Artificial intelligence is one of the most ubiquitous emergent technologies today. It’s found itself in several industries and is now making inroads into the medical profession. Fast Company reports that Facebook and NYU partnered to develop a system that uses AI to speed up a patient’s MRI scan. If you’ve ever been in an MRI chamber, you probably know that scan times can be extended. This extensive scan time is necessary for the machine to get an accurate picture of your body. The longer it spends collecting scan data, the more precise the scan that comes out is. Details are crucial for technicians and doctors that need to use those results in diagnosis.
Why do MRI Scans Take so Long Now?
The journal BMJ informs us that MRI utilizes the body’s natural magnetic properties to form detailed images of specific anatomical structures. It’s a non-invasive technology but requires highly specialized and expensive equipment. For an MRI machine to get a picture of the anatomical structures it’s interested in, it requires a potent magnet. This magnet induces a field around the patient and then maps the resulting images in great detail. Each pass takes time, and the more passes you have, the more precise the image. However, because it takes multiple passes to get pictures clearly, scan times can be prolonged when trying to image large parts of the body. Small areas of the body such as the knee or wrist can be done in as little as ten minutes, ideally.

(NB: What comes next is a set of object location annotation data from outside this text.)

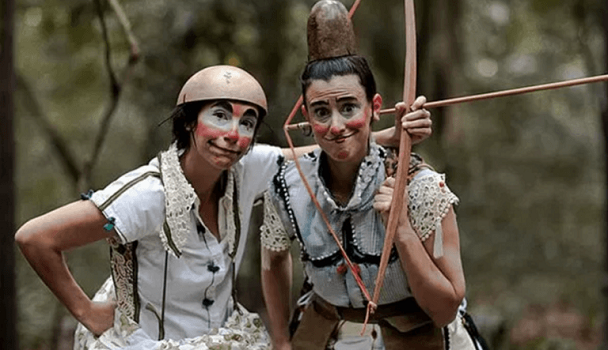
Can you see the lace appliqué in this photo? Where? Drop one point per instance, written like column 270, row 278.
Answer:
column 179, row 200
column 230, row 214
column 122, row 261
column 272, row 233
column 430, row 200
column 368, row 170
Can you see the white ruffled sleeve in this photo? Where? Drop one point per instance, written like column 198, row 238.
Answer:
column 430, row 199
column 273, row 235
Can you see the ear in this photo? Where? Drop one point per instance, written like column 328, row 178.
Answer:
column 376, row 107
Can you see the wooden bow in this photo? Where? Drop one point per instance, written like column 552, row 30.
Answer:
column 405, row 147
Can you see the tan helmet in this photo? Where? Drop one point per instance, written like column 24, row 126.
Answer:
column 223, row 83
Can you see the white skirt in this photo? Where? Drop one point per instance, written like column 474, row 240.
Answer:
column 243, row 330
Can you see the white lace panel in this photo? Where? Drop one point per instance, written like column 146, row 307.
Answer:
column 230, row 233
column 273, row 235
column 179, row 200
column 430, row 200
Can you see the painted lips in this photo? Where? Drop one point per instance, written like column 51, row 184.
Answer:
column 224, row 150
column 340, row 139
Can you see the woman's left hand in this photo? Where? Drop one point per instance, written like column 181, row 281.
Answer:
column 417, row 122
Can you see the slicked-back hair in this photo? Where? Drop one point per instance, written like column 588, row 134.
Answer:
column 185, row 118
column 345, row 65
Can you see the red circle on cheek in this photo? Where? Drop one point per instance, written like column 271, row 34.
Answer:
column 357, row 123
column 320, row 129
column 204, row 131
column 244, row 142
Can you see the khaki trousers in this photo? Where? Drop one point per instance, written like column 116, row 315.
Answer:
column 403, row 325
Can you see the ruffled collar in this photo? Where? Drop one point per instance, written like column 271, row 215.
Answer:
column 181, row 199
column 365, row 178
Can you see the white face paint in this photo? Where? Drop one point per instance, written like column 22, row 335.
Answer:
column 227, row 117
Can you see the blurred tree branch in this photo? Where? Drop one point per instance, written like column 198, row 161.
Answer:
column 81, row 175
column 115, row 86
column 35, row 110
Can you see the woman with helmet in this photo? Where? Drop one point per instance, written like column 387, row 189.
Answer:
column 176, row 227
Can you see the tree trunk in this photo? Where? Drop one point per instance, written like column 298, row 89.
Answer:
column 604, row 285
column 8, row 309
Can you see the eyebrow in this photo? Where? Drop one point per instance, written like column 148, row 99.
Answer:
column 223, row 104
column 319, row 103
column 346, row 98
column 251, row 111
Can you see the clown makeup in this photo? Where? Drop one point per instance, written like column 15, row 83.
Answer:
column 340, row 116
column 233, row 120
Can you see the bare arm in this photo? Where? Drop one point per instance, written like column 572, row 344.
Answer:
column 276, row 284
column 437, row 284
column 43, row 240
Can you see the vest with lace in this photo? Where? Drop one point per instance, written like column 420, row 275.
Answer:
column 359, row 226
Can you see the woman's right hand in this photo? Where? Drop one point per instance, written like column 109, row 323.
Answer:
column 100, row 317
column 283, row 346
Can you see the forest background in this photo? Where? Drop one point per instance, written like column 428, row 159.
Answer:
column 529, row 170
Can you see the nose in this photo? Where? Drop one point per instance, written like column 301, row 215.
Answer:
column 233, row 134
column 337, row 124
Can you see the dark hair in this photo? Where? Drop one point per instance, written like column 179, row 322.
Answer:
column 327, row 68
column 185, row 118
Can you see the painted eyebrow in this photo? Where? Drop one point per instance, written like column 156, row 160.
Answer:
column 346, row 99
column 223, row 104
column 319, row 103
column 251, row 112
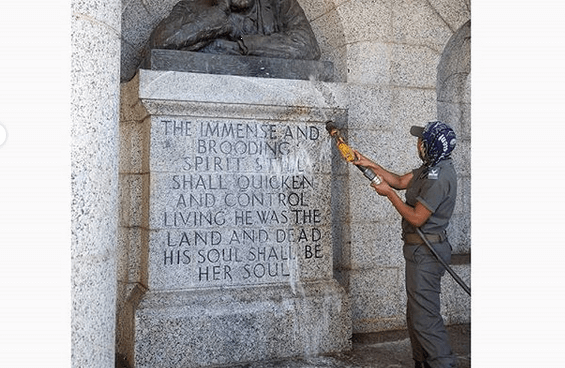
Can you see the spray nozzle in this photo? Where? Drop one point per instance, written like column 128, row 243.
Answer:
column 347, row 152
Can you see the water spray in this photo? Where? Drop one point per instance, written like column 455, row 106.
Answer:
column 348, row 154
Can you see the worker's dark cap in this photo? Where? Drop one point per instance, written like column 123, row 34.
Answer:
column 417, row 131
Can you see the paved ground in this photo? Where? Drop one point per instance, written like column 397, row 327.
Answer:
column 379, row 350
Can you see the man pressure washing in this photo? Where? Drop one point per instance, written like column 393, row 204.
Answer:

Dealing With the Problem of Time
MRI pictures are simply a method of compiling multiple passes into a single data set and outputting it into a visual medium. When we consider it like this, it shouldn’t be too difficult to get an artificial intelligence engine to collect this data and compile it faster than it takes to perform a full pass. The results can be astounding when it comes to how long a single MRI scan takes. The Facebook/NYU team cut down the average time for a knee scan from ten minutes to five.
MRIs utilize complex mathematical formulae to compile their pass data into images, but AI can take incomplete data and fill in the blanks. The scientists took incomplete data and used the AI engine to fill in the missing pieces, then compared it to a complete scan. When presented with both images side by side, several professionals noted that the AI image was clearer, crisper, and more visually distinct than the complete MRI scan. Of the six professional radiologists presented with pictures, only one of them could tell which were the MRI generated images and which were compiled by the AI engine.
Faster Scan Times Means Better Responses
MRIs can save lives, but as with most things, it’s time-sensitive. Getting accurate results, yet not taking a lot of time to generate them, can save more lives. Radiologists can depend on AI-generated images to help them get a picture of their patients’ illnesses faster than ever before. It’s an advance that humans should be proud of achieving since it helps our species detect and fix problems more quickly than ever before.